Qu’est-ce qui vous a donné envie de passer de l’autre côté de la caméra ?
Hafsia Herzi : Depuis petite j’ai toujours rêvé de réaliser, d’écrire des histoires. J’ai fait un court-métrage il y a dix ans et j’avais adoré l’expérience. J’avais envie d’évoluer dans mon métier. Une très grosse envie de filmer et de raconter des histoires. Un désir fort de passer derrière la caméra.
Et là du coup c’est devant et derrière la caméra à la fois, ce n’est pas trop compliqué à gérer?
Hafsia Herzi : C’est vraiment parce que le projet est auto-produit, j’ai décidé de le faire du jour au lendemain. J’ai essayé de trouver quelqu’un, mais étant donné que j’ai fait le film en plusieurs parties, je me suis demandé sur qui je pourrais compter si le film s’éternisait. Je n’avais vraiment personne à ce moment-là. Je me suis dit : “Fais toi confiance”. Je l’avais déjà fait dans le court-métrage et je m’étais juré de ne plus le refaire parce que c’était vraiment très dur, même au montage. Mais là, je me suis lancée, et vu qu’il n’y avait pas d’enjeu financier, je n’ai pas réfléchi. Ça s’est très bien passé.

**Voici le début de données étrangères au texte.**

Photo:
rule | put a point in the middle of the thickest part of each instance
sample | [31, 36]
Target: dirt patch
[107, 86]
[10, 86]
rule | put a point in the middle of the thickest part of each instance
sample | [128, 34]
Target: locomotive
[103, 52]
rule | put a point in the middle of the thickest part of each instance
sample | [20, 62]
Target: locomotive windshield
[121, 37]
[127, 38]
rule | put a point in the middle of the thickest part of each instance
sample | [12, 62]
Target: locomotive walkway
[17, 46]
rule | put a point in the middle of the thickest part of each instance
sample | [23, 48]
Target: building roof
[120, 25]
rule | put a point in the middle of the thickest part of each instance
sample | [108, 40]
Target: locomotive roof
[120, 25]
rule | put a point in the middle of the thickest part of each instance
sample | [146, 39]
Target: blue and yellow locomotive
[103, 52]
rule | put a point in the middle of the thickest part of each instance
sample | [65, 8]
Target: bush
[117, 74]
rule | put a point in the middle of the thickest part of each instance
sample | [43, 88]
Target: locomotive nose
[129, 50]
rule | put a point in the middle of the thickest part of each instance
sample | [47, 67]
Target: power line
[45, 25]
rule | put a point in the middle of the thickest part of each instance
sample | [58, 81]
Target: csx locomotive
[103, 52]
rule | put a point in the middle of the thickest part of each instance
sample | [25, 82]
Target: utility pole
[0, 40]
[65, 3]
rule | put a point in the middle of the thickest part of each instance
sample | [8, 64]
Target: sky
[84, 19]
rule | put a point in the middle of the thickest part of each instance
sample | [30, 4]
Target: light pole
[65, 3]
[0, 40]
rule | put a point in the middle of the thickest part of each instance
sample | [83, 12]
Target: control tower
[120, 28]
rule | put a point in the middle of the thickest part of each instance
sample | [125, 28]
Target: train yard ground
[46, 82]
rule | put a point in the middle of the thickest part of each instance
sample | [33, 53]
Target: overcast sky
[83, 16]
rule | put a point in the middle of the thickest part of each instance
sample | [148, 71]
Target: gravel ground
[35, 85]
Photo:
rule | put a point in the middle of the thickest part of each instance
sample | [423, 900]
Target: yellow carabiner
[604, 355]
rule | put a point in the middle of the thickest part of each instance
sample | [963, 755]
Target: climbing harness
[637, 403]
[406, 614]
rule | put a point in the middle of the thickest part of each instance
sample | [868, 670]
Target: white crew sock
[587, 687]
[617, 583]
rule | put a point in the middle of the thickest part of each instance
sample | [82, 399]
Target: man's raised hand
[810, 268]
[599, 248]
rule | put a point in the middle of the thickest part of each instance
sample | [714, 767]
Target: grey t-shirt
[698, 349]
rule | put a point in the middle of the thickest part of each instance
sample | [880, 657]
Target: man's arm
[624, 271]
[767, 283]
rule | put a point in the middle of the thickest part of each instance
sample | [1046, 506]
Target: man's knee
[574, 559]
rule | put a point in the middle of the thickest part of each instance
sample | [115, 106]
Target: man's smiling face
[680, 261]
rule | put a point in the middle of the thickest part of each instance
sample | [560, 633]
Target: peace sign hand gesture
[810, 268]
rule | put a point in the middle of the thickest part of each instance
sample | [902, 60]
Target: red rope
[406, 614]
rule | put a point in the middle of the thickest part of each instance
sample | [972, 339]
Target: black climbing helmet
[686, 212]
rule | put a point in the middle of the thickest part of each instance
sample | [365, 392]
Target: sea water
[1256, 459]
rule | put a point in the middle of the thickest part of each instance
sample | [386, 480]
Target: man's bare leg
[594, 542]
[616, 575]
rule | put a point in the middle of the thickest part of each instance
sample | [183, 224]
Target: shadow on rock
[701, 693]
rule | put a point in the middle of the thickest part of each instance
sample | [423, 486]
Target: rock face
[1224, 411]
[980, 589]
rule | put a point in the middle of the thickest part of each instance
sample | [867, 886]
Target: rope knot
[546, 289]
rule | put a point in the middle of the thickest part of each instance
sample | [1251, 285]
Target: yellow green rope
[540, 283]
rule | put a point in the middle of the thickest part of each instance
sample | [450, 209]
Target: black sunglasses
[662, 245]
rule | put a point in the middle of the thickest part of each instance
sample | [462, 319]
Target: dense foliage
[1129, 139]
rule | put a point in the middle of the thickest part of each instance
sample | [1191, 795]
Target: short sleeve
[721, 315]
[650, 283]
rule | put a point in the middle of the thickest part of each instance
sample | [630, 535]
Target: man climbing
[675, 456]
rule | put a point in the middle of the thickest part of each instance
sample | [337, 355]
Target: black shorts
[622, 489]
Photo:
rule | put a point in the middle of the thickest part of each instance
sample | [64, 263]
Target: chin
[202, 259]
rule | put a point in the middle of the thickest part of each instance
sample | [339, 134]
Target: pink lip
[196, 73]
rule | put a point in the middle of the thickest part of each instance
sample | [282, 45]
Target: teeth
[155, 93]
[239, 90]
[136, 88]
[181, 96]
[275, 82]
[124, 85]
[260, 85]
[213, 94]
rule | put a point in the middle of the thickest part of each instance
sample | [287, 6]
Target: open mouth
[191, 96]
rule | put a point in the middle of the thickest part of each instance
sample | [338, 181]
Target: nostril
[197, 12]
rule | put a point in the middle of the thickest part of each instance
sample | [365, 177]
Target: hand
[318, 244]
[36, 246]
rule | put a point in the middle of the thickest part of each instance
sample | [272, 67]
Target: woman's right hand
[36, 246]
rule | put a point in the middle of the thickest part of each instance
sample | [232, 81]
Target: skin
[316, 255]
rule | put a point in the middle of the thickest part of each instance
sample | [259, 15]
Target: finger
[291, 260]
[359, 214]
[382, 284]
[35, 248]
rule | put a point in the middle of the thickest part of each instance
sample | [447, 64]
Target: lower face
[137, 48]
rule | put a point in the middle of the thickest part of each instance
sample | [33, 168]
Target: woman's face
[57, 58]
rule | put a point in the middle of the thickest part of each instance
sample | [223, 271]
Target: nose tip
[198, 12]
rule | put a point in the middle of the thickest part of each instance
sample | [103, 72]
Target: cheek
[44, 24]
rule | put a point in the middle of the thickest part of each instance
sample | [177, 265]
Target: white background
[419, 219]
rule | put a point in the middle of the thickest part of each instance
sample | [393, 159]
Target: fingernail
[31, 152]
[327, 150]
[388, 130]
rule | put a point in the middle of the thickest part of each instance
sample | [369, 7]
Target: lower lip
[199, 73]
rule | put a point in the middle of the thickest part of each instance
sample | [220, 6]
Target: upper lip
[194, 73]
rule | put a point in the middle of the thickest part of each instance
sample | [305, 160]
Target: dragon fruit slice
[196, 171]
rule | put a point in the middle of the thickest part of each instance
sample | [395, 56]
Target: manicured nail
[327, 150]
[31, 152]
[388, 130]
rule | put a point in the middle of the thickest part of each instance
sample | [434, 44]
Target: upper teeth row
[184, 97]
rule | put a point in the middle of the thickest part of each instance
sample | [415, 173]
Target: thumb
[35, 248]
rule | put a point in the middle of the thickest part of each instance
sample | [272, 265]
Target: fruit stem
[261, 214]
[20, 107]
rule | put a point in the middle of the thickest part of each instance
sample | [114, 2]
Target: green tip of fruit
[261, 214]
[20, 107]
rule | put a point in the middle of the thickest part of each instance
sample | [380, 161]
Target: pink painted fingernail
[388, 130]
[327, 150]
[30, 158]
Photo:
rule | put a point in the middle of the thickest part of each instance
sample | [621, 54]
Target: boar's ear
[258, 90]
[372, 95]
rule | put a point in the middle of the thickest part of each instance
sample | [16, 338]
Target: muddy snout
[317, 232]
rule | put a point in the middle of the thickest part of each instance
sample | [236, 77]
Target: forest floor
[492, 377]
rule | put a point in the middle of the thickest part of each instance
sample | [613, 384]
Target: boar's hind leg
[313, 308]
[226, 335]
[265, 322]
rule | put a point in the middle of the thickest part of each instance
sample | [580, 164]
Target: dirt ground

J’imagine que de jouer le rôle qu’on a écrit c’est aussi un peu le meilleur moyen d’arriver à ce qu’on avait imaginé.
Hafsia Herzi : Oui, parce qu’on sait ce qu’on veut. Puis vu qu’il n’y avait pas de production derrière, c’était moi la production, c’était un moyen d’apporter l’énergie au film. Quand on joue, c’est une responsabilité, on n’a pas le choix d’être dans le truc tout de suite, parce que sinon les autres ne nous suivent plus. Je me suis abandonnée, je me suis laissé aller.
Et les acteurs vous les aviez déjà en tête en écrivant les rôles?
Hafsia Herzi : Pas du tout. Ce film, je pensais que ça allait être mon deuxième long-métrage car j’en avais déjà écrit un autre auparavant qui avait été financé, mais pas suffisamment pour voir le jour. “Tu mérites un amour” c’était un scénario que j’avais dans mes archives, et c’est vraiment quand j’ai décidé de le tourner comme ça à l’arrache, que j’ai eu en tête des noms de gens que je connaissais, ou que j’avais rencontré dans l’année. Il y a beaucoup de jeunes dont c’est la première fois à l’écran. J’ai choisi les acteurs en même pas 48 h. Je me suis dit au pire si ça ne va pas, je change, il n’y a rien à perdre.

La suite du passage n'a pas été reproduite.